Prayer – Pouring out your heart to God in: Adoration,

Confession, Thanksgiving, Supplication (I Peter 5:7; Phil. 4:5-7; Hebrews 4:16 – invitations to come to God: – James 4:8 – “Draw near to God…” see: Psalm 73:25-28)

Fellowship – Mutual caring and ministry in the body of Christ. To try to live for Jesus disconnected from a body of believers is to neglect a key resource for spiritual growth (Ephesians 4:11-16; Hebrews 10:23-25).

Submission – Humbling yourself before God and others–being accountable (Psalm 51:17; James 4:7; I Peter 5:5-6; Hebrews 13:17)
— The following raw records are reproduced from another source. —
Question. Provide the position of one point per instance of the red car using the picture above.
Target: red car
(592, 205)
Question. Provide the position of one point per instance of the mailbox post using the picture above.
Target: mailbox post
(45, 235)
Service – God intends for us to find our greatest joy in giving our time, talent and resources for the benefit of others (Mark 10:45; Luke 17:10; John 13:13-17; Galatians 5:13; Ephesians 4:16; Philippians 2:3-8).

Witnessing –– Inviting others to believe on Christ. Jesus said, “As the Father has sent me – so send I you” (John 20:21; See also: Matthew 5:13-16; 28:19-20; Acts 1:8).

Check yourself regularly by these disciplines. Where do you need attention? Intentionally stretch yourself in these disciplines and you will develop a heart for God.

Remember: Although we do not accomplish spiritual maturity in our own strength (because it is the work of the Holy Spirit– II Corinthians 3:18), we are not passive recipients of it. Spiritual maturity is the by-product of a spiritually disciplined life that is lived in constant dependence on God (Ephesians 6:10-12).

There is no easy path to spiritual maturity but the rewards of giving yourself wholeheartedly to it are deeply satisfying.